Within the first year 10,000 oz of gold (283 kg) was returned and workings had reached 100 feet (30m) in depth. The shaft eventually reached the 300 foot level (91m) and assay values were very promising, but costs were proving too high. The company directors in Melbourne replaced Frost with Cornishman Captain Benny Bryant who arrived in 1899. With his wealth of experience and knowledge gold production increased significantly, with the extraction rate around 99.7% and producing 12 oz to the ton.
Premier Mine continued to expand and with the use of new extraction methods production increased again to 25 oz to the ton. The lack of water was a prevailing issue and as the Kalgoorlie mines were getting into full swing, wood availability further decreased. Captain Bryant resigned in 1902, unable to cope with the pressure to reduce overheads. He was replaced by Fred L Thomas, an experienced miner from South Africa. Unfortunately, his efforts were also in vain and on the 26th July 1903 the mine was shut.

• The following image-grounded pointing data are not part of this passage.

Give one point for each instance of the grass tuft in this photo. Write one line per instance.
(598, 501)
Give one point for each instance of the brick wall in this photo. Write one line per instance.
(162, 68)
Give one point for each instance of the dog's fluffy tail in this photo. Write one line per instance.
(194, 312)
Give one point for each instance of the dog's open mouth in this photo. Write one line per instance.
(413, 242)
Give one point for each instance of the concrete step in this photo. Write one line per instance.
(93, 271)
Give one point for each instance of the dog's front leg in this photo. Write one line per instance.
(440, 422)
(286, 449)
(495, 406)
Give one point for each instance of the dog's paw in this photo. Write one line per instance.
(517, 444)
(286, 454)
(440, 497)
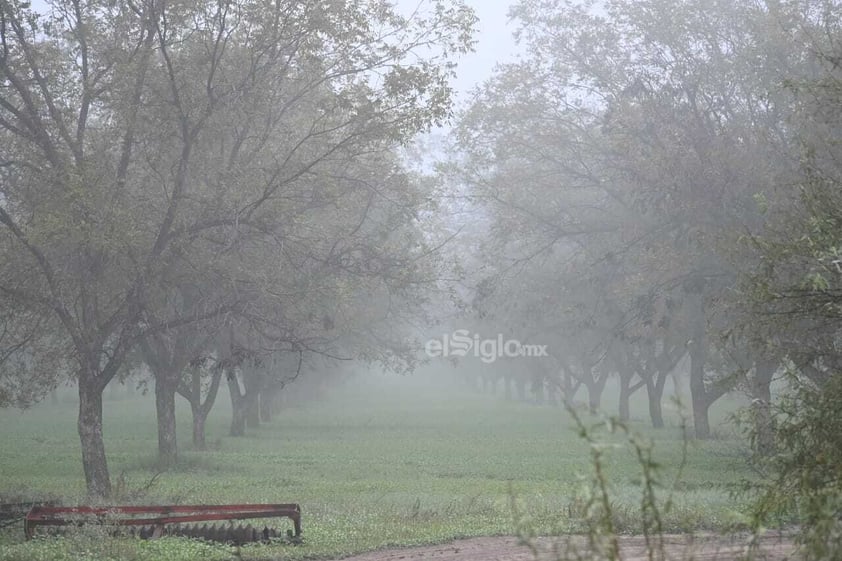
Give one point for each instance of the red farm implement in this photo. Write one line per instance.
(177, 520)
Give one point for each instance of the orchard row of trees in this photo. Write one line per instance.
(658, 181)
(209, 187)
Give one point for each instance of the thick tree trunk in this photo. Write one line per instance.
(198, 408)
(90, 435)
(165, 408)
(701, 401)
(761, 393)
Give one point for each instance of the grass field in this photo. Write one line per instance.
(378, 464)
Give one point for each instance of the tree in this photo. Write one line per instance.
(640, 133)
(136, 132)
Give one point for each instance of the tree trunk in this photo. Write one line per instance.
(595, 389)
(238, 406)
(761, 393)
(165, 408)
(698, 355)
(268, 399)
(90, 435)
(625, 395)
(538, 389)
(199, 418)
(253, 410)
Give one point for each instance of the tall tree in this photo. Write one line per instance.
(134, 132)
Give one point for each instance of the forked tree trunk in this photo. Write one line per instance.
(199, 419)
(94, 461)
(198, 408)
(165, 407)
(654, 394)
(761, 393)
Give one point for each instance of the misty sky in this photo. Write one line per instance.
(494, 43)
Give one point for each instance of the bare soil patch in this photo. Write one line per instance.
(677, 547)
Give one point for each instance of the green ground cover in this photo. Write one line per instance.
(377, 465)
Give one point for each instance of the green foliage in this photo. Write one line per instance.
(802, 482)
(376, 468)
(598, 512)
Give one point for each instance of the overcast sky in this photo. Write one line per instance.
(494, 43)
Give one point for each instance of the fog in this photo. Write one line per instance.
(232, 210)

Miners are notoriously a thirsty bunch, and it certainly didn’t take long for pubs to surface in the new town. First was The Royal, followed by Friedlander’s ‘Twenty-Five Mile Hotel’. Alcohol was however exceedingly expensive, especially for a location so remote as this.
Coolgardie entrepreneur Fred ‘Cousin Jack’ Bow saw the hole in the Kunanalling market and after buying out both smaller pubs, built a brand-new hotel. Using his own substantial wagon business Bow could guarantee the supply of much cheaper alcohol to the hotel and it opened on the 1st of April in 1901 with much fanfare. It’s ten flashy rooms, huge parlour and billiards room were a real beauty, especially as they came equipped with electricity courtesy of Premier Mine.

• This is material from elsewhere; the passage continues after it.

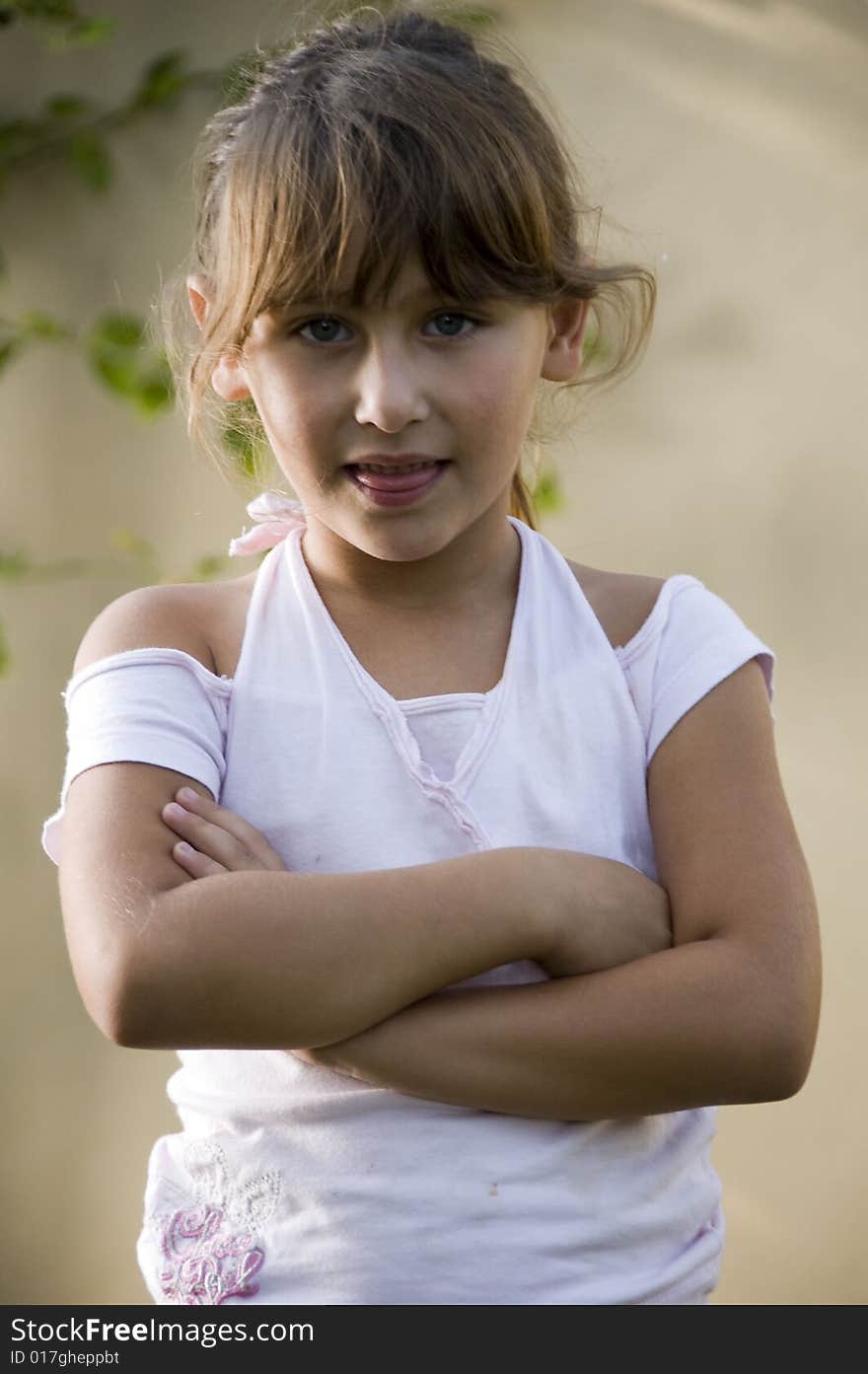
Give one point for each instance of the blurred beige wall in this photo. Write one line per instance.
(728, 137)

Unfortunately, despite its initial success, the closure of the mine was a fatal blow to the town. The Premier Hotel did continue on under different managers; between 1922-26 it was run by ‘Gran’ Kelly who was not only one of the first people in Australia to serve counter meals, but also added homemade icecream to the Sunday menu. By 1931 all of the government buildings had been taken down and carted off. While some ventures did continue on their own leases around the town, its great boom came to an end. This lasted until 1942, at which point the last person left Kunanalling.
The remains of the hotel sit alongside the Coolgardie North road and is available for anyone to visit. The hotel has taken quite a lot of damage from vandals over the years, so please keep you distance from its fragile walls.
There are a number of open mine shafts in the area, some signposted, some not.